30 years ago this summer, between my junior and senior years of high school, I was the Oklahoma delegate to the Department of Energy's Supercomputer Honors Program at Lawrence-Livermore National Lab. There, among other things, we all learned to use UNIX both on the command line and in X11.
That was also the summer that Jurassic Park came out, and most of the delegates went to see it. (I had other plans that night.) They reported that they cheered at the line, "It's a UNIX system! I know this!"
That fall, I took an intro to psychology class that turned out to be taught by a wrestling coach, who was not much good at being a teacher. One day he said he had asked a friend who worked in a lab for a computer he could use for maintaining gradebooks, etc., and the friend had given him a peculiar, retro-futuristic, all-in-one console. It looked like something out of The Jetsons. He couldn't figure out how to work it, and so he had asked students all day to try to figure it out.

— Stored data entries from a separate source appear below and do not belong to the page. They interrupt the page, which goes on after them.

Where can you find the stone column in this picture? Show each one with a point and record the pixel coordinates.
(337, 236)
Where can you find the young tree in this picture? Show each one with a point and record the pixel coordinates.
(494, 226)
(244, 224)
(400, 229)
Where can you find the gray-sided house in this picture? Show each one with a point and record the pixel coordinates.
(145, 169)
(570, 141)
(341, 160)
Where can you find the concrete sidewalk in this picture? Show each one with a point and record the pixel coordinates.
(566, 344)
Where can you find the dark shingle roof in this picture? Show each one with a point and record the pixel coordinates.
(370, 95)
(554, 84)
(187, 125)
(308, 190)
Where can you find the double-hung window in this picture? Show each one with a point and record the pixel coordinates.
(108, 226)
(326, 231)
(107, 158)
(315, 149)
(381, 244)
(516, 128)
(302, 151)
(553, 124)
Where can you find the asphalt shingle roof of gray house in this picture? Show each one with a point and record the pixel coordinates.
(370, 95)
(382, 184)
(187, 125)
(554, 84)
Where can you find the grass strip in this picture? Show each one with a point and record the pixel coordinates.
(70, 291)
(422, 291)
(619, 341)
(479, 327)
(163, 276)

I sat down at it and recognized it as a UNIX workstation with a green, text-only display. At the login prompt, after some consideration, I logged in as "root" with no password, and immediately I got a # prompt. The thing was completely unprotected. I triumphantly repeated the line from the movie.
The computer's hard disk was full of mysterious files that had no .txt file extensions (since UNIX doesn't require them to) but turned out to be text files nonetheless. The entire class was watching over my shoulder as I paged through them with the "more" command.
They were pornography, rendered in ASCII characters.
The coach asked me to leave the files and log out. I never saw the workstation again.